The bounty hunter made his way along the corridor, opening the few rotting doors to inspect the rooms beyond. He knew that the subjects of a necromancer’s science were bodies—heavy, fragile corpses stolen from graves and gibbets. If the villain were able, he would have set up his laboratory in one of the lower rooms, rather than hauling heavy specimens up flights of treacherous stairs. And the laboratory would be where he would find the mummy of Nehb-ka-menthu.

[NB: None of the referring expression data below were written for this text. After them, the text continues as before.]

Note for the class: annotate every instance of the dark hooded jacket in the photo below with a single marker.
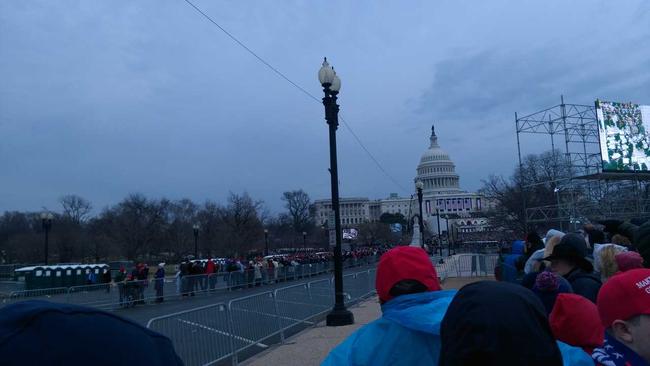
(584, 283)
(497, 323)
(45, 333)
(582, 279)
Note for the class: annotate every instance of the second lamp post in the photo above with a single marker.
(419, 186)
(331, 86)
(196, 228)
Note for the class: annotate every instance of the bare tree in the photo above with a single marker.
(535, 181)
(242, 227)
(297, 204)
(75, 207)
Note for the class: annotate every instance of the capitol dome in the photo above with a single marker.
(436, 170)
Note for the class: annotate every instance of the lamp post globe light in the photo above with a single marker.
(46, 220)
(196, 228)
(266, 242)
(331, 86)
(419, 186)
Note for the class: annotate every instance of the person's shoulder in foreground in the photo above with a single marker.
(624, 308)
(45, 333)
(497, 323)
(413, 306)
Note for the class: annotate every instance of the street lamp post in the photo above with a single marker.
(331, 86)
(559, 216)
(196, 227)
(438, 222)
(46, 219)
(419, 185)
(447, 227)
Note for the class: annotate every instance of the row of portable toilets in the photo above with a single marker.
(60, 275)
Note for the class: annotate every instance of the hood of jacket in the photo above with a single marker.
(485, 318)
(575, 321)
(421, 312)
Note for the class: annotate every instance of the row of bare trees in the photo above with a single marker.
(142, 228)
(535, 181)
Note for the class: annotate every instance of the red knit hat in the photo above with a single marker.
(624, 295)
(574, 320)
(628, 260)
(405, 263)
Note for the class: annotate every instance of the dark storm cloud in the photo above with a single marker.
(104, 98)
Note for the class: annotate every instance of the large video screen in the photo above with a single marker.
(624, 136)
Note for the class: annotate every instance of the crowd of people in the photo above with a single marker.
(235, 273)
(580, 298)
(254, 271)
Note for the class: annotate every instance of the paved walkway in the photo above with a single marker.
(312, 346)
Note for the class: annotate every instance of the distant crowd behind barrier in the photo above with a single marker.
(130, 288)
(227, 332)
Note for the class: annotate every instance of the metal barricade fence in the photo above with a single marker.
(357, 286)
(214, 333)
(57, 294)
(201, 336)
(321, 292)
(246, 333)
(115, 295)
(100, 295)
(294, 308)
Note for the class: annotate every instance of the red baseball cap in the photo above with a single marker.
(405, 263)
(624, 295)
(575, 321)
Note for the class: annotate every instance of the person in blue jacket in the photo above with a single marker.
(412, 305)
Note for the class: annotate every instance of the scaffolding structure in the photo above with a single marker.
(583, 191)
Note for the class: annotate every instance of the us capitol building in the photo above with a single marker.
(443, 201)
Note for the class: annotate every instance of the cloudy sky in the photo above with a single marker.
(104, 98)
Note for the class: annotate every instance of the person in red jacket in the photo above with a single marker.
(575, 321)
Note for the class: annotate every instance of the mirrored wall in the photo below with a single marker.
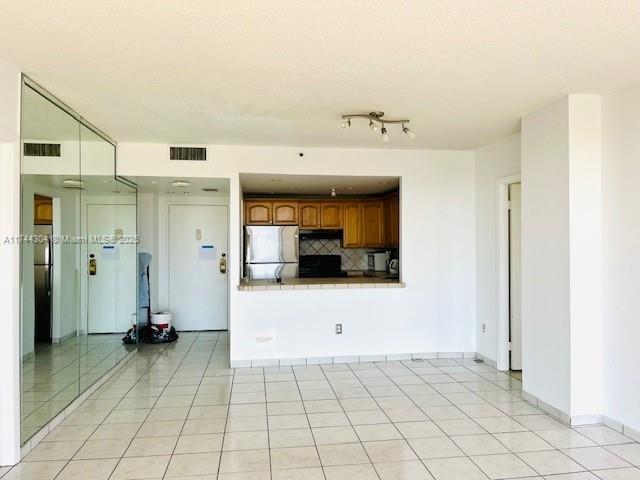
(78, 254)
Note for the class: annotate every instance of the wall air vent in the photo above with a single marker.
(188, 153)
(41, 149)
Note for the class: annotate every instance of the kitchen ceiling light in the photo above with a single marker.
(72, 182)
(375, 118)
(409, 133)
(180, 183)
(385, 135)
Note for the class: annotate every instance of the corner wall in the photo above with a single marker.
(9, 263)
(621, 225)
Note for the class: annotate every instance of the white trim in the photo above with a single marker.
(275, 362)
(502, 269)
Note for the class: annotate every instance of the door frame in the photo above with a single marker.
(502, 270)
(164, 231)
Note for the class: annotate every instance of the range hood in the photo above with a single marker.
(320, 234)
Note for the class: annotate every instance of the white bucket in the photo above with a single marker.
(162, 320)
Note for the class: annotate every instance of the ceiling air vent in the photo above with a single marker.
(41, 149)
(188, 153)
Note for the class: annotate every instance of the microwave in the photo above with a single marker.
(377, 261)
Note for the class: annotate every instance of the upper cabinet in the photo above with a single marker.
(258, 212)
(331, 215)
(285, 213)
(309, 214)
(367, 223)
(373, 223)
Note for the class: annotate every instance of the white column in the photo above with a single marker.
(9, 264)
(562, 255)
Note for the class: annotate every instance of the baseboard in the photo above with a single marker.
(487, 360)
(58, 419)
(621, 428)
(281, 362)
(65, 337)
(546, 408)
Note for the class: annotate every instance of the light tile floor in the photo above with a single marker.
(58, 372)
(180, 412)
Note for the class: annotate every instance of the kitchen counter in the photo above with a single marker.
(368, 280)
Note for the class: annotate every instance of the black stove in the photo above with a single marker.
(321, 266)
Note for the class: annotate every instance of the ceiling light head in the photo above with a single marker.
(180, 183)
(385, 135)
(408, 132)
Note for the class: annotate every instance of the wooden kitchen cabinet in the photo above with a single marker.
(285, 213)
(352, 225)
(373, 224)
(331, 215)
(258, 212)
(309, 214)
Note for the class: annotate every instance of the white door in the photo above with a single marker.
(515, 239)
(111, 296)
(197, 287)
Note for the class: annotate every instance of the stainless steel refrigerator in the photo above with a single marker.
(271, 253)
(43, 281)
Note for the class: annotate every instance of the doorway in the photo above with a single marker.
(515, 275)
(197, 267)
(43, 268)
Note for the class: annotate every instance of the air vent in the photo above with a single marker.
(188, 153)
(41, 149)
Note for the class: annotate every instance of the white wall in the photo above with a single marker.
(9, 263)
(621, 221)
(545, 255)
(436, 310)
(562, 256)
(494, 161)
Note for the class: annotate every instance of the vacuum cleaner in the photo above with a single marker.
(158, 328)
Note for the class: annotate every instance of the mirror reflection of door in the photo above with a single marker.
(43, 268)
(115, 269)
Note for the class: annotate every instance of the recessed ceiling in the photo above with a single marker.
(200, 187)
(276, 184)
(281, 73)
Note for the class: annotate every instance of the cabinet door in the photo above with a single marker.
(285, 213)
(331, 215)
(373, 224)
(258, 212)
(352, 233)
(309, 214)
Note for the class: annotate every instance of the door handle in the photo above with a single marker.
(93, 268)
(223, 263)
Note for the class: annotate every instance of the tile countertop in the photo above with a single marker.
(351, 281)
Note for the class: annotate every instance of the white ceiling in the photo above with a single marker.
(162, 185)
(267, 72)
(258, 183)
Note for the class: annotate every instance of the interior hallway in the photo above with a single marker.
(180, 411)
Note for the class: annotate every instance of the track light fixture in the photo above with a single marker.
(375, 118)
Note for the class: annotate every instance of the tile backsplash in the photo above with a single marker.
(352, 258)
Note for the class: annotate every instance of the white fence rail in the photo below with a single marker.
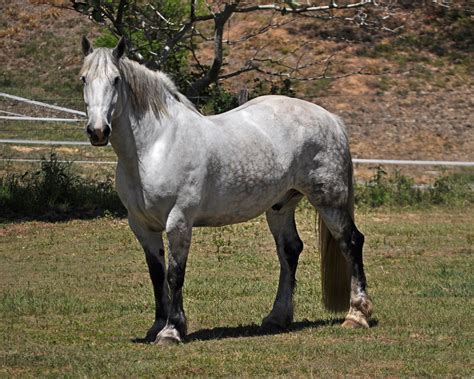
(15, 116)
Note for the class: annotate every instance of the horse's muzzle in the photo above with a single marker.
(98, 137)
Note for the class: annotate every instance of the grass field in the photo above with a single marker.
(75, 294)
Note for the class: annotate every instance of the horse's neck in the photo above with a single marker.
(133, 136)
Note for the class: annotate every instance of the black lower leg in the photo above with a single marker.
(356, 244)
(156, 267)
(176, 315)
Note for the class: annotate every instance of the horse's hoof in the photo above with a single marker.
(352, 324)
(168, 336)
(168, 341)
(271, 325)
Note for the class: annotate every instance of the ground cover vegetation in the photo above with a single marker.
(75, 295)
(56, 190)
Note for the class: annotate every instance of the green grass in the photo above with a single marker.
(43, 130)
(74, 294)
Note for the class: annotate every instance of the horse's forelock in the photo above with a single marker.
(99, 63)
(148, 89)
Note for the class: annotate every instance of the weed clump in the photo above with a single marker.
(400, 191)
(55, 192)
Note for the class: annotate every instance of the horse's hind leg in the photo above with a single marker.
(350, 241)
(281, 221)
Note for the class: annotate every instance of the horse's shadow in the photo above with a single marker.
(254, 330)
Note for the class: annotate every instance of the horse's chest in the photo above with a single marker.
(144, 200)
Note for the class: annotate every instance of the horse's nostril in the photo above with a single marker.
(107, 131)
(89, 130)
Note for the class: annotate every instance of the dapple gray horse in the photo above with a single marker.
(178, 169)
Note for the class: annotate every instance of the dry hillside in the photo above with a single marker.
(414, 100)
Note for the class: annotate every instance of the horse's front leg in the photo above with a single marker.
(152, 243)
(179, 233)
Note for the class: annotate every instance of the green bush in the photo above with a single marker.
(55, 192)
(400, 191)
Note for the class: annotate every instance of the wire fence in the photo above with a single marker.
(79, 117)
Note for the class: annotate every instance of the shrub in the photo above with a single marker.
(55, 192)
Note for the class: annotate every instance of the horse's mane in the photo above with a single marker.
(148, 89)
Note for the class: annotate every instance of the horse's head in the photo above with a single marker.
(101, 78)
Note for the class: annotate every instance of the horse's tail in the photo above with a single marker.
(335, 274)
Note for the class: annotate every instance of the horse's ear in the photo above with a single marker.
(86, 46)
(119, 50)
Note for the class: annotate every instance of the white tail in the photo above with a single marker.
(335, 272)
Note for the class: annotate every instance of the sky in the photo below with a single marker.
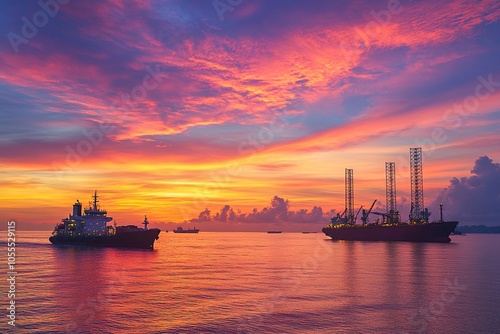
(243, 115)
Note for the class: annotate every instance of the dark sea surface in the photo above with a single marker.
(258, 283)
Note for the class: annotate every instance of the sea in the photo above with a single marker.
(250, 282)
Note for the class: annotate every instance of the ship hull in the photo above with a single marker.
(432, 232)
(135, 239)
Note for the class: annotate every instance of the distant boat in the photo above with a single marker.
(91, 229)
(189, 230)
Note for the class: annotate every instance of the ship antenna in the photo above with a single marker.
(95, 200)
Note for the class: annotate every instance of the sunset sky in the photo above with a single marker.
(171, 107)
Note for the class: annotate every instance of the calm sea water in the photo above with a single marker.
(259, 283)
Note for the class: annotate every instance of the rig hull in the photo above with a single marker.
(137, 239)
(431, 232)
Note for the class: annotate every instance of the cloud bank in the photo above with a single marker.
(474, 199)
(277, 213)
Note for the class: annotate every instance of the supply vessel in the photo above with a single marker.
(91, 229)
(189, 230)
(391, 228)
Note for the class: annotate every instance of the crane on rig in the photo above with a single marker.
(365, 214)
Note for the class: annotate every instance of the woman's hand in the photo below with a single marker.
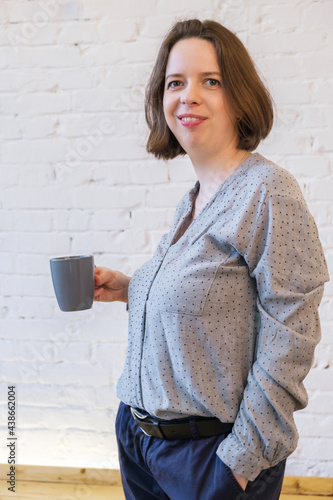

It was the third door Brunner opened that led to the laboratory. It was a large low-ceilinged chamber, the height of the room being further diminished by a secondary flooring of old doors, shutters and other pieces of scavenged wood—a precaution against the wetness, no doubt, as the old floor had been rotted away by the creeping damp. A number of shelves lined the walls, their upper ranks laden with scrolls, books and what looked like pieces of alchemical apparatus, while the lower ones were bare. Hanging from the support beams were a number of gruesome paintings, their subjects various necrotic bodies in assorted degrees of dissection and decay, charts to lead the necromancer in his studies. Two partially decomposed bodies rested against the north wall of the room, like a pair of logs, so stiff and rigid were their dead shapes.